[Beowulf] CPU Startup Combines CPU+DRAM‹And A Whole Bunch Of Crazy

Lux, Jim (337C) james.p.lux at jpl.nasa.gov
Mon Jan 23 08:35:56 PST 2012


The CPU reminds me of the old bipolar AMD2901 CPU chip sets...
RISC before it was called RISC.

The white paper sort of harps on the fact that one cannot accurately
predict the future (hey, I was a 10th grader at NCC in 1975, and saw the
Altair at the MITS display in their trailer and KNEW that I wanted one,
but I also wanted lots of other things there, which didn't pan out).
Then, having established that you can make predictions with impunity and
nobody can prove you wrong, they go on with a couple pages of ideas.
(establishing priority for patenting.. Eh?  Like the story Feynman tells
about getting a patent on nuclear powered airplanes)

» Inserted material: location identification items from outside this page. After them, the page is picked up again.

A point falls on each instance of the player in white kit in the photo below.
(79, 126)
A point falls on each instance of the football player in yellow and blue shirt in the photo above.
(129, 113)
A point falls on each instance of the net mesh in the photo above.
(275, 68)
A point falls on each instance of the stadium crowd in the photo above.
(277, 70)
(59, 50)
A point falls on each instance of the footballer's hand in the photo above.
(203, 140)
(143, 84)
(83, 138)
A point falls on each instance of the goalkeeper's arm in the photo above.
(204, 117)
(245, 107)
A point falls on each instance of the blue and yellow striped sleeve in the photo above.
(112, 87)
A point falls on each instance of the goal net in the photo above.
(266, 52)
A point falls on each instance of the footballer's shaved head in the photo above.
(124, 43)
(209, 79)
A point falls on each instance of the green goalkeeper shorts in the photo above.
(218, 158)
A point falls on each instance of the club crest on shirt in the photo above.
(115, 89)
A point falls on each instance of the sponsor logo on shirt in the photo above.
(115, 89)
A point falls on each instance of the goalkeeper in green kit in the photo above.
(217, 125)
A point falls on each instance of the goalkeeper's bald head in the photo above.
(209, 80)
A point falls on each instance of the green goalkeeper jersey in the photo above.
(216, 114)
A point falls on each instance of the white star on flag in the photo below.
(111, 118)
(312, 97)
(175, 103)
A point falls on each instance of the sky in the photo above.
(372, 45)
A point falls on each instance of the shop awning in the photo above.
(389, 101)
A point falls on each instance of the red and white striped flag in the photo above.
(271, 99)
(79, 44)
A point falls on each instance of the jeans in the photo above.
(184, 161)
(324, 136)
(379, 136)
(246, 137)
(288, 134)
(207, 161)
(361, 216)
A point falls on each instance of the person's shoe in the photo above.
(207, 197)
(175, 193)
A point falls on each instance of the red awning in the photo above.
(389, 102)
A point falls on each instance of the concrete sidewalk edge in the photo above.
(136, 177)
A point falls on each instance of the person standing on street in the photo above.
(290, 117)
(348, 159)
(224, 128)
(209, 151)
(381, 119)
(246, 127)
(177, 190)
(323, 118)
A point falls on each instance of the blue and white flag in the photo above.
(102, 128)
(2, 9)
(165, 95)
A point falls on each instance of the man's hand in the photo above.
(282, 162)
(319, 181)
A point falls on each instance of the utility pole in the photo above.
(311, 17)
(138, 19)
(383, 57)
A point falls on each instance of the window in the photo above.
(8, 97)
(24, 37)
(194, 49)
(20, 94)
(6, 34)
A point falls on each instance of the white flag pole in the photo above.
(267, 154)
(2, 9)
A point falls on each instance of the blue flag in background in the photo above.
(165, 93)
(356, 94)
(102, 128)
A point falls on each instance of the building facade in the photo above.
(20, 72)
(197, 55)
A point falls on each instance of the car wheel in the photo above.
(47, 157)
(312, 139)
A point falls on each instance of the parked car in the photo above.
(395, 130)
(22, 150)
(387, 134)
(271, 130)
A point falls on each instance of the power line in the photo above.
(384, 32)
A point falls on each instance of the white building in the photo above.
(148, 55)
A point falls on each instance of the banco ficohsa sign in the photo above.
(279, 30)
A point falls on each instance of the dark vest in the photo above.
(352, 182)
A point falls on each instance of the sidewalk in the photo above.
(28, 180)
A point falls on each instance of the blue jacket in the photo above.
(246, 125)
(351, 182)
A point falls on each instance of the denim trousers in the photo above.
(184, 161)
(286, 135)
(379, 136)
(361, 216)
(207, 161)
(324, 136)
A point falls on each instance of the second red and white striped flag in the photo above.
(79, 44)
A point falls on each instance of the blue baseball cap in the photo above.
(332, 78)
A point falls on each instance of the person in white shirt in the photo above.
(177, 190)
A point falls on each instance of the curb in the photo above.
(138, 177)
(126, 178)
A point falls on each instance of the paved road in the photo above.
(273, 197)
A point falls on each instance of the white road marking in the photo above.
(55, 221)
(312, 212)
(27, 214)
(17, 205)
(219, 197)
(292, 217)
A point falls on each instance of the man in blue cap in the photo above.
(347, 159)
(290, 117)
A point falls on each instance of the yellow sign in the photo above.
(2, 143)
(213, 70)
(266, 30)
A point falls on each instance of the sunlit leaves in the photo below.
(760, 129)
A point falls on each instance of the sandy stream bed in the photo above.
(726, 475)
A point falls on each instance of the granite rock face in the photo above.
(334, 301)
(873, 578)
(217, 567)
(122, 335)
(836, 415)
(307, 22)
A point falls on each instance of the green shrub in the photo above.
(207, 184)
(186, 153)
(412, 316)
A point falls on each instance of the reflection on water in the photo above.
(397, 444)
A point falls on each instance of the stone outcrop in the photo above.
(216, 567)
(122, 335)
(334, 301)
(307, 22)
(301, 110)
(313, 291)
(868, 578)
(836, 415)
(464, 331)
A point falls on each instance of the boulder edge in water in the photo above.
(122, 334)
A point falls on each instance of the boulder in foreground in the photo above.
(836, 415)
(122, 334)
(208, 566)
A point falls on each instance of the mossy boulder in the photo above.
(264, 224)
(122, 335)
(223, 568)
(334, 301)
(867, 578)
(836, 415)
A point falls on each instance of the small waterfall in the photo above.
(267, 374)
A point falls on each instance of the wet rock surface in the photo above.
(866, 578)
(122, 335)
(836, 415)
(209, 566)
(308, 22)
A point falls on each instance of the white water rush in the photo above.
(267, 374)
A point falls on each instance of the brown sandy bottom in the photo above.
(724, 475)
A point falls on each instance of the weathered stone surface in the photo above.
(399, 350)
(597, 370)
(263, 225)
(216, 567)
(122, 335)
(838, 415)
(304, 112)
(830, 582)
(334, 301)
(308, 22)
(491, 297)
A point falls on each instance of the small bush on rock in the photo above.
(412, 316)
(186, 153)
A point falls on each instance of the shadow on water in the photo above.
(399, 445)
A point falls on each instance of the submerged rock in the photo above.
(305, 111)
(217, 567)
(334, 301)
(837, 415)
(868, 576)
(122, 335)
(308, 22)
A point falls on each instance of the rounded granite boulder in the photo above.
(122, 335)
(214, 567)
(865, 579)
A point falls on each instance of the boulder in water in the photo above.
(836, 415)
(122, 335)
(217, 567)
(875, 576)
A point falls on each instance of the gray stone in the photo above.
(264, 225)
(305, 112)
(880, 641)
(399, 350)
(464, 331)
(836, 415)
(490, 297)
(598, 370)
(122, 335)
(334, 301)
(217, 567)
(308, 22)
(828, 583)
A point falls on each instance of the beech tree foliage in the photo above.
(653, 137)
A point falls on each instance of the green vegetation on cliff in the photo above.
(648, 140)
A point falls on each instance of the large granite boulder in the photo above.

The concept isn't particularly new (see, e.g. Transputers), but that's
true of most architectural things. I think what happens is that as
manufacturing or other limits/bumps in the road are hit, it forces a
review. There's always the argument that building a bigger, faster version
of what we had before is easier (support for legacy codes, etc.) and at
some point, the balance shifts.. It's not easier to just build bigger
faster.

Vector processors
Pipelines
Cluster computers
Etc.

The "processors in a sea of memory" model has been around for a while
(and, in fact, there were a lot of designs in the 80s, at the board if not
the chip level: transputers, early hypercubes, etc.)  So this is
revisiting the architecture at a smaller level of integration.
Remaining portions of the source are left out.